Middle East

Yemen: Saleh resignation deal to be signed

Women flash the victory sign during a demonstration against President Ali Abdullah Saleh in Yemen's southern city of Taiz, 17 May, 2011
Image caption The last deal was thwarted when Mr Saleh said he would not sign as president

Yemen's government and opposition say a Gulf-brokered deal to end the country's crisis will be sealed on Wednesday.

Last month veteran leader President Ali Abdullah Saleh backed out of signing such a deal at the last minute.

The new deal has been agreed with amendments after intervention by US and European diplomats, officials say.

The General People's Congress party and the opposition coalition, the Common Front, have both agreed to take part in a national unity government.

Crisis warning

Opposition officials said the deal would see Mr Saleh, who has ruled for 33 years, out of power within a month.

"After American, European and Gulf efforts, there was agreement by the president on the Gulf initiative after simple changes, and the signing will be today," opposition official Yahya Abu Usbua told Reuters news agency.

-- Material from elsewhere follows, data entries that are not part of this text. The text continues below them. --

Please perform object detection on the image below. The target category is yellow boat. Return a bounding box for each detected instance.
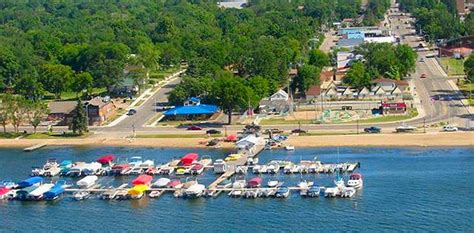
[224,154,242,161]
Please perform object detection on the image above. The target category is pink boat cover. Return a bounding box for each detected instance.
[97,155,115,164]
[132,175,153,185]
[181,153,199,166]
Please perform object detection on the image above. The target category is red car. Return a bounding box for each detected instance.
[188,125,202,130]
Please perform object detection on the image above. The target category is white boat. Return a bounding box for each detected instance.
[252,164,262,174]
[76,175,99,188]
[213,159,228,174]
[27,184,54,200]
[232,180,247,189]
[267,180,279,188]
[267,162,280,174]
[152,177,171,188]
[72,191,91,201]
[347,173,364,189]
[185,183,206,198]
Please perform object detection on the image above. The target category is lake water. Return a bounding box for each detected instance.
[0,147,474,232]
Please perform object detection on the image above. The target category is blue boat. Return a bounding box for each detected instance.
[18,176,43,188]
[43,184,64,200]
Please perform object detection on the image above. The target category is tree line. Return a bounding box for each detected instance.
[399,0,474,42]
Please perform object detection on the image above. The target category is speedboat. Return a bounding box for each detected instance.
[275,186,290,198]
[72,191,91,201]
[306,185,321,197]
[347,173,363,189]
[267,180,278,188]
[185,183,206,198]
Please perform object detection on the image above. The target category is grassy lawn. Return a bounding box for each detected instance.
[441,57,464,76]
[459,83,474,106]
[349,109,418,124]
[24,132,90,139]
[137,134,222,138]
[0,132,23,139]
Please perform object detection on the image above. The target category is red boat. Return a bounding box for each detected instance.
[132,175,153,185]
[180,153,199,166]
[97,155,115,165]
[247,177,263,188]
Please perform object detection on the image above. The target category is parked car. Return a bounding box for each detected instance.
[265,128,283,134]
[206,129,221,134]
[188,125,202,130]
[291,129,307,133]
[127,109,137,116]
[364,126,382,133]
[443,125,458,132]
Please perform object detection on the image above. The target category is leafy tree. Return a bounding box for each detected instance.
[293,65,321,94]
[70,72,93,97]
[27,101,49,133]
[309,49,330,68]
[343,62,371,89]
[464,54,474,81]
[0,47,20,90]
[211,75,253,124]
[40,64,74,98]
[69,99,88,135]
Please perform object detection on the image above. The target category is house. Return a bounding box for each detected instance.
[259,89,292,114]
[163,97,219,120]
[47,101,77,126]
[84,97,117,125]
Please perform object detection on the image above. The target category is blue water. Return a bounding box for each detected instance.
[0,147,474,232]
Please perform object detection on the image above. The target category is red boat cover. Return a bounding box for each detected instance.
[248,177,262,187]
[349,173,362,180]
[0,187,10,196]
[181,153,199,166]
[97,155,115,164]
[168,180,181,188]
[226,134,237,142]
[132,175,153,185]
[112,164,130,170]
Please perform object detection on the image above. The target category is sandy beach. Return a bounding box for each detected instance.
[0,132,474,148]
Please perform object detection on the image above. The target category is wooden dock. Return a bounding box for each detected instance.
[23,143,46,152]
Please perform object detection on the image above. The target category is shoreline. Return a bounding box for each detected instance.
[0,132,474,149]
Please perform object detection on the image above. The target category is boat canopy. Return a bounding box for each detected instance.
[248,177,262,188]
[97,155,115,164]
[43,184,64,199]
[132,175,153,185]
[180,153,199,166]
[76,176,99,187]
[168,180,181,188]
[112,164,130,170]
[128,184,148,196]
[349,173,362,180]
[18,176,43,188]
[0,187,10,196]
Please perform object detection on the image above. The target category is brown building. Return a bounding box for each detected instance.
[85,97,117,125]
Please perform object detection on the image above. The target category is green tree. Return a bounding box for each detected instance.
[211,75,253,125]
[343,62,371,89]
[70,72,93,97]
[69,99,88,135]
[464,54,474,81]
[28,101,49,133]
[293,65,321,95]
[309,49,331,68]
[40,64,74,99]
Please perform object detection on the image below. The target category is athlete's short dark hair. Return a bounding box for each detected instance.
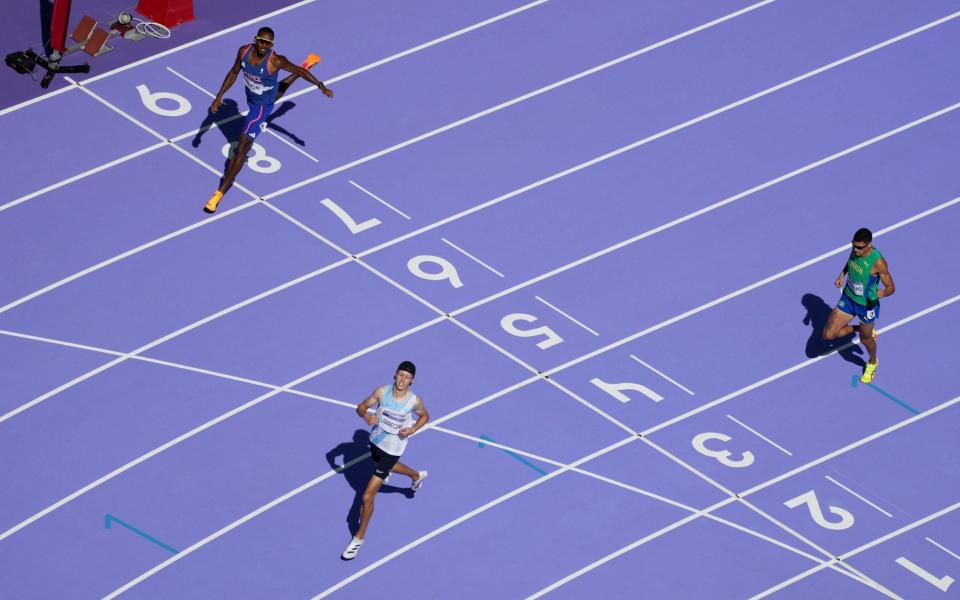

President Saleh's aide, Ahmed al-Sufi, told AFP news agency on Wednesday: "Yes, it will be today."

Last month's signing was thwarted when Mr Saleh reportedly said he would only sign the deal in his capacity as head of the ruling party; the opposition had insisted he must sign as president.

Under its terms, the president would have handed power to his vice-president in return for immunity from prosecution.

But allies of Mr Saleh said he wanted to ensure that he would remain president to oversee a 30-day transition period after signing the deal.

Youth leaders of the months-long nationwide demonstrations against the president accuse the opposition of breaking a promise to put Mr Saleh on trial.

Some have also warned that allowing the president to stay on for another month could exacerbate the crisis in the Arab world's poorest state.

More than 130 people have been killed by security forces and supporters of Mr Saleh since the anti-government unrest began in January.